If you squint, Hadoop both wins the award for “most fun open source name to say” and is kindof a solution to this problem, but was more focused on batch processing and not general computing. Mesos was an early solution from the University of California, Berkeley and was open-sourced in 2011 and joined Apache in 2013. Kubernetes (K8s for street cred) is descended from internal Google tools like Borg and Omega. It launched in 2014 at DockerCon, which is no coincidence, since it uses containers as the core abstraction of “stuff to be run on compute”. If you went all-in on Mesos, like Twitter did, you probably missed out on containers since you invested engineering effort in a different branch of the tree.
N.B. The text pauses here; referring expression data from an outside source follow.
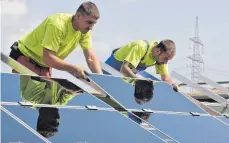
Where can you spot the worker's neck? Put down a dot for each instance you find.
(154, 51)
(74, 23)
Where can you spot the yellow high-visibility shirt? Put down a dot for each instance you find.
(55, 33)
(133, 53)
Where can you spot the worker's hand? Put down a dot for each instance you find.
(78, 72)
(175, 87)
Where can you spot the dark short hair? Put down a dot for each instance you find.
(89, 9)
(167, 45)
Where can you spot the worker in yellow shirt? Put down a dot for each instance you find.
(55, 38)
(140, 54)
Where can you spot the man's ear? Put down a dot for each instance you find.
(158, 51)
(77, 15)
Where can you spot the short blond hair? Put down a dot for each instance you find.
(168, 46)
(89, 9)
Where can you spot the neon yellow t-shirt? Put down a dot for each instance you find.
(133, 53)
(55, 33)
(37, 92)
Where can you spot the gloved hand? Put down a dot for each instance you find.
(175, 87)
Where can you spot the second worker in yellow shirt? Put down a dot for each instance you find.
(136, 56)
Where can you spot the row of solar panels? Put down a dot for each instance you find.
(173, 117)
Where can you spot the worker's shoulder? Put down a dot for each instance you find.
(139, 43)
(59, 20)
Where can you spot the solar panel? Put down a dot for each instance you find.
(14, 132)
(224, 119)
(164, 98)
(11, 92)
(90, 82)
(192, 129)
(78, 126)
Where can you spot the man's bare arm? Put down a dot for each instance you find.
(126, 71)
(92, 61)
(50, 58)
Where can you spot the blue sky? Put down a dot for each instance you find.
(123, 21)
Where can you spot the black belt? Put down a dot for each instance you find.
(16, 53)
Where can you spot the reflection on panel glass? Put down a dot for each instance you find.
(224, 119)
(144, 94)
(192, 129)
(14, 132)
(84, 126)
(53, 91)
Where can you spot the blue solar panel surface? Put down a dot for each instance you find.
(224, 119)
(164, 98)
(75, 125)
(12, 131)
(189, 129)
(79, 126)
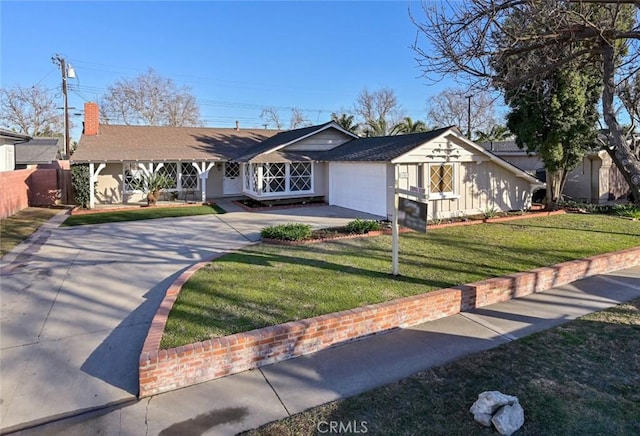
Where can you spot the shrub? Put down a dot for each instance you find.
(80, 181)
(360, 226)
(627, 210)
(287, 232)
(490, 212)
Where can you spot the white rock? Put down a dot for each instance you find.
(490, 401)
(508, 419)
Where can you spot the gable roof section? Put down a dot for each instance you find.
(38, 151)
(116, 143)
(283, 139)
(380, 148)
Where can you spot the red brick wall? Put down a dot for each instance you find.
(164, 370)
(14, 187)
(42, 187)
(30, 187)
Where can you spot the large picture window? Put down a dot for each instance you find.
(274, 177)
(131, 176)
(189, 179)
(441, 179)
(170, 170)
(300, 176)
(271, 179)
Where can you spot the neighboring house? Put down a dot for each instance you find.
(596, 179)
(38, 152)
(459, 176)
(8, 140)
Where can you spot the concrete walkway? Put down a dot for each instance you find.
(77, 303)
(75, 315)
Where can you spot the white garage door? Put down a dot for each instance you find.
(359, 186)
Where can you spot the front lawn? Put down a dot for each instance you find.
(264, 285)
(582, 378)
(16, 228)
(143, 213)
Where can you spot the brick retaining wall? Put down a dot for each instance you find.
(28, 187)
(164, 370)
(14, 196)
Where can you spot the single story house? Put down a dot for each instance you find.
(38, 152)
(8, 141)
(595, 180)
(459, 176)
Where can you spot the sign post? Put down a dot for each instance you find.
(407, 212)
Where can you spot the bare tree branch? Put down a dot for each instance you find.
(149, 99)
(31, 111)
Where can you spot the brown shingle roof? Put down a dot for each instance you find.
(152, 143)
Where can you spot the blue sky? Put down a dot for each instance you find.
(236, 57)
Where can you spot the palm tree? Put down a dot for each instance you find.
(345, 121)
(407, 125)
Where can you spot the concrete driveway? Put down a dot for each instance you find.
(77, 302)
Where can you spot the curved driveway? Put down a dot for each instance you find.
(76, 303)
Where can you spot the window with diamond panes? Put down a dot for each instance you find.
(131, 176)
(189, 176)
(170, 170)
(248, 178)
(300, 177)
(441, 178)
(274, 177)
(231, 170)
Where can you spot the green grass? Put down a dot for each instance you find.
(146, 213)
(582, 378)
(16, 228)
(264, 285)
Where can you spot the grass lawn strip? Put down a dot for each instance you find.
(582, 378)
(265, 285)
(147, 213)
(17, 227)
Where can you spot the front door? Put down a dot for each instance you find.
(232, 182)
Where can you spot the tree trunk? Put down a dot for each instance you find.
(555, 186)
(619, 147)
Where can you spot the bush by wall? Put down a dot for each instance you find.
(80, 177)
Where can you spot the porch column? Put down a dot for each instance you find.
(203, 171)
(93, 178)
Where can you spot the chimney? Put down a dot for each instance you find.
(91, 120)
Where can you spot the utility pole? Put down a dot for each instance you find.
(62, 63)
(468, 97)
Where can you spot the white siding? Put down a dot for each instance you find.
(359, 186)
(325, 140)
(448, 148)
(480, 187)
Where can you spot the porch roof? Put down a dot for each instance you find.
(117, 143)
(380, 148)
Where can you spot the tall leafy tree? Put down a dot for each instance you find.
(557, 121)
(31, 111)
(467, 38)
(149, 99)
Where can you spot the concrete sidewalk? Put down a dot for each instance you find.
(77, 303)
(247, 400)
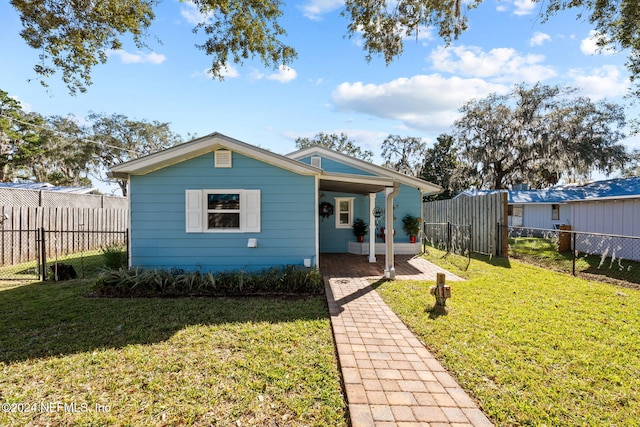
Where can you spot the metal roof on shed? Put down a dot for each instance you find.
(606, 189)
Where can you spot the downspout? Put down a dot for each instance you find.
(390, 194)
(372, 228)
(316, 261)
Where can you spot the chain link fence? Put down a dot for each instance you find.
(605, 257)
(40, 254)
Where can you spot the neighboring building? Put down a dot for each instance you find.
(609, 206)
(216, 203)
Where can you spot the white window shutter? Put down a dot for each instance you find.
(194, 212)
(250, 208)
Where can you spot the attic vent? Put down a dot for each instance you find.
(222, 159)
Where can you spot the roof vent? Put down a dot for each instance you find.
(222, 159)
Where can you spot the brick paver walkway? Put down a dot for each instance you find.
(390, 378)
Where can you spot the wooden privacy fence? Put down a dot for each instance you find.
(70, 230)
(484, 214)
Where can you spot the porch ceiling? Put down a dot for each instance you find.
(357, 184)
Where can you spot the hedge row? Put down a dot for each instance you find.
(158, 282)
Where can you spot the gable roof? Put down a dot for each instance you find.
(363, 184)
(379, 171)
(204, 145)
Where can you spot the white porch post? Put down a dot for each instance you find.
(372, 228)
(390, 194)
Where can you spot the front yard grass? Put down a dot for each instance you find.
(70, 360)
(533, 346)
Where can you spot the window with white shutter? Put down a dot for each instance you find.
(222, 211)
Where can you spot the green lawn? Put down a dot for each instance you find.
(190, 361)
(543, 251)
(533, 346)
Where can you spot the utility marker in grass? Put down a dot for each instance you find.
(441, 291)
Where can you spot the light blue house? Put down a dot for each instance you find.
(216, 203)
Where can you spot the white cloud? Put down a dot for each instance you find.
(283, 75)
(138, 58)
(227, 72)
(606, 81)
(539, 38)
(314, 9)
(589, 46)
(524, 7)
(501, 64)
(427, 102)
(191, 13)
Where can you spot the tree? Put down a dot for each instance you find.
(633, 167)
(70, 156)
(538, 135)
(385, 28)
(121, 139)
(19, 138)
(404, 155)
(335, 142)
(441, 166)
(72, 36)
There are a bunch of other solutions like Hashicorp Nomad or Docker Swarm, but Kubernetes is the default now. If you solved this problem in 2015, you might have picked Mesos or built your own thing. If you solved this problem in 2020, you picked K8s, like everybody else, and many problems were already solved for you. Twitter even ended up moving to Kubernetes, I’m sure at great expense.
The problem with going all in on K8s is now you have K8s. It’s powerful and deep and complicated and a pain to operate well. If you waited even longer, you could have ended up using lambdas or ECS or one of its equivalent across cloud providers, or even something like Cloudflare workers or whatever the new “do a bunch of work without worrying a ton about infrastructure” thing is. K8s and big infra decisions like this often have high switching costs. If you know switching costs are high before you adopt something, waiting looks more appealing.
How To Solve This Generally
I dunno, but that won’t stop me from writing about it! I’d estimate along a few dimensions:
- How fast is the space advancing or evolving?
- How expensive is it to build your own thing vs buying?
- What’s the opportunity cost of waiting?
- How related is it to what makes you money?
- How expensive is it to switch if you build/buy and change your mind?
Faster advancement makes waiting look better. If the opportunity cost of waiting is large enough, building or buying might still be worth it. You get the idea. Think of this as a five-dimensional space and imagine a couple of hyperplanes splitting the space up into build, buy and wait. “But Jamison, isn’t this just a pretentious way of saying ‘it depends’?” Yes! But at least I got to google “what is the five-dimension equivalent of a plane in 3d.”
Back To Background Agents
For background agents, we chose “buy”. Switching costs are low, opportunity cost feels reasonably high, we don’t make money from them but expect a lot of value, and building is fairly expensive. We’re mostly using Cursor Automations. It feels like a good decision so far. They have some gaps but they’re improving quickly. They just added support for posting videos of computer use sessions to PRs, which makes it easier to trust their output. I think we’re better off than we would have been if we built our own thing or waited.